My dad was a jazz drummer and died at 90. One of my grandfathers was a visual artist, a painter, the other was a writer. In my family, it was always about finding something in the arts to spend your life in, rather than finding a 9-to-5 “career” and waiting to retire. As I say in one of my new songs, “Guitar Child,” “folks like me do not retire, we reload.” I’d been trying to write that song for a while just to give a shout-out to some of the people who inspired me as a guitar player.
You’ve had a simultaneous “second career” as a children’s artist. So did Woody Guthrie. Were you thinking of him when you went into that?
Actually, not. It comes with the territory. As a singer who plays in folk venues, you play for everybody. As you allude to, there’s a great tradition there. Woody, Pete, Tom Paxton and Peter Paul & Mary all wrote and performed children’s music. For me, I had a TV show called Make A Wish that won an Emmy Award back in the 1970s. People at that time told me, “Tom, you have to do a kids’ record.” I was married but without kids at that point. I mean, my idea of a kid’s song back then was “Three Little Duckies” or something, stuff for really little kids.
Like Woody’s “ridin’ in the car car.”
Yeah, or Raffi, but then I had my own kids and when they outgrew Raffi and all of their little kid records, at about six and eight, I remember thinking how they understood humor and they understood stories and I figured I could write some really great stuff for this age. [Someone starts talking to Tom.] I’m sorry. My 89-year-old aunt has Alzheimer’s. That was her. When I turned 70, my mom turned 95, and I asked her how it felt. She asked me how it felt to have a child at 70 and I told her 70 is the new 69. I feel 50.
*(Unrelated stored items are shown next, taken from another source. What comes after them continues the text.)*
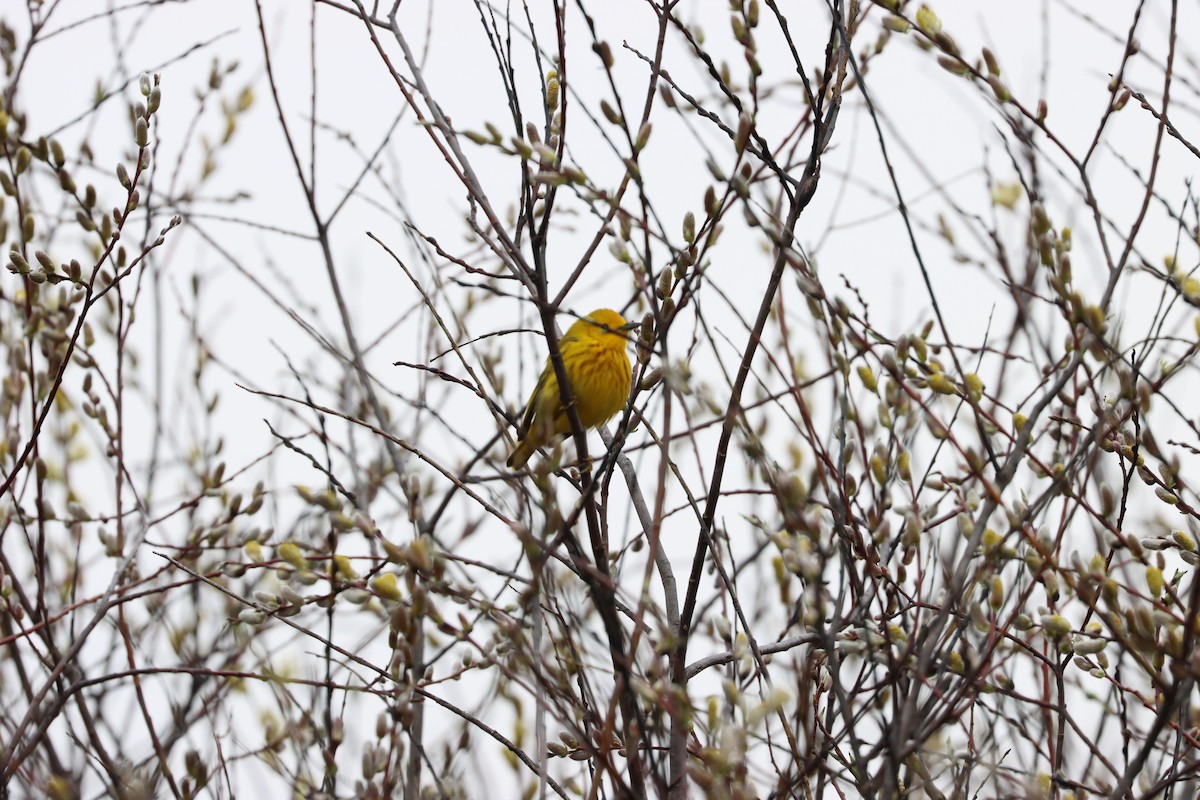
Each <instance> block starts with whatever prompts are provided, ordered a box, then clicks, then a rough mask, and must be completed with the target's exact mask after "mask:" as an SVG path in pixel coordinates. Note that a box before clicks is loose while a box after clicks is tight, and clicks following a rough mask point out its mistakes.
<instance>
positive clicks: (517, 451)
mask: <svg viewBox="0 0 1200 800" xmlns="http://www.w3.org/2000/svg"><path fill="white" fill-rule="evenodd" d="M536 449H538V447H536V445H534V444H533V443H532V441H529V439H522V440H521V441H518V443H517V446H516V449H515V450H514V451H512V455H511V456H509V461H508V464H509V467H510V468H511V469H521V468H523V467H524V465H526V464H527V463H528V462H529V458H530V457H532V456H533V452H534V450H536Z"/></svg>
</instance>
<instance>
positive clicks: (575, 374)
mask: <svg viewBox="0 0 1200 800" xmlns="http://www.w3.org/2000/svg"><path fill="white" fill-rule="evenodd" d="M636 326H637V323H629V324H626V323H625V318H624V317H622V315H620V314H618V313H617V312H614V311H612V309H611V308H598V309H596V311H593V312H592V313H590V314H588V315H587V317H584V318H583V319H580V320H577V321H576V323H575V324H574V325H571V326H570V327H569V329H566V335H565V336H563V338H560V339H558V349H559V350H560V351H562V354H563V368H564V369H565V371H566V379H568V380H569V381H570V384H571V396H572V397H574V398H575V410H576V411H577V413H578V415H580V422H581V423H582V425H583V427H584V428H595V427H598V426H601V425H604V423H605V422H607V421H608V419H610V417H612V415H613V414H616V413H617V411H619V410H620V409H622V408H624V405H625V401H626V399H628V398H629V384H630V373H631V369H630V366H629V356H628V355H625V345H626V344H628V342H626V339H625V331H628V330H630V329H631V327H636ZM521 428H522V431H523V433H522V435H521V440H520V441H517V446H516V450H514V451H512V455H511V456H509V467H511V468H514V469H521V468H522V467H524V465H526V462H528V461H529V457H530V456H533V453H534V451H536V450H538V449H539V447H541V446H542V445H546V444H548V443H550V441H551V440H553V439H554V438H556V437H558V435H565V434H568V433H570V432H571V421H570V417H569V416H568V414H566V409H565V408H563V396H562V392H559V391H558V377H557V375H556V374H554V365H552V363H551V362H550V359H546V367H545V368H544V369H542V371H541V377H540V378H538V385H536V386H534V390H533V393H532V395H530V396H529V403H528V405H526V413H524V416H523V417H522V420H521Z"/></svg>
Anyway, our family car music was always Beatles, Eagles and Bob Marley. I thought this age is great because you can write articulate songs fun for both grown-ups and kids. So that became the task. How does one write a song to be played in the car over and over again? So I wrote “Family Tree” and it won a bunch of awards. We needed a woman’s voice on it so I called Judy Collins. So my first “family” recording was in 1988 and I’ve since done 12 others. It’s a body of work that I’m really proud of. Other people are starting to sing some of these songs and a lot of them are sung in schools. One of the songs, “This Pretty Planet,” was used to wake up John Glenn as he was orbiting the earth in 1998 on the space shuttle.
Woody Guthrie, Pete Seeger and Harry Chapin all backed up their words with action and you’re also quite the activist.
It starts with the hunger issue. Harry was so articulate and really galvanized by the idea that this is a country that could feed itself 10 or 12 times over yet a quarter of our children go to bed hungry. That goes for old people as well. Harry started an organization called World Hunger Year, now called WHY Hunger. It’s in its 40th year of putting hungry people on the way to self-reliance. I’m the longest-running board member. Why? Harry said to me, “I’m starting this hunger initiative. You want to be on the board?” When I demurred, he said, “Hell, you’re on the board.” That was over 40 years ago and it’s since become one of my proudest accomplishments.
I’m a grandpa now. When you get older, you don’t really care what the corporate bottom line is, but you do really care about what the world is going to be like when your grandchildren grow up so I’m involved environmentally as well. Recently, I’ve also been active against standardized testing in schools and the cutting away of funds for student arts. I wrote “You Can’t Spell Smart Without Art” for that. I had to testify in the New York State Senate about funding for the arts in public schools. They wouldn’t let Pete Seeger sing when he testified in front of Congress about what they considered “anti-American activities” but they certainly let me sing up in Albany…and I did.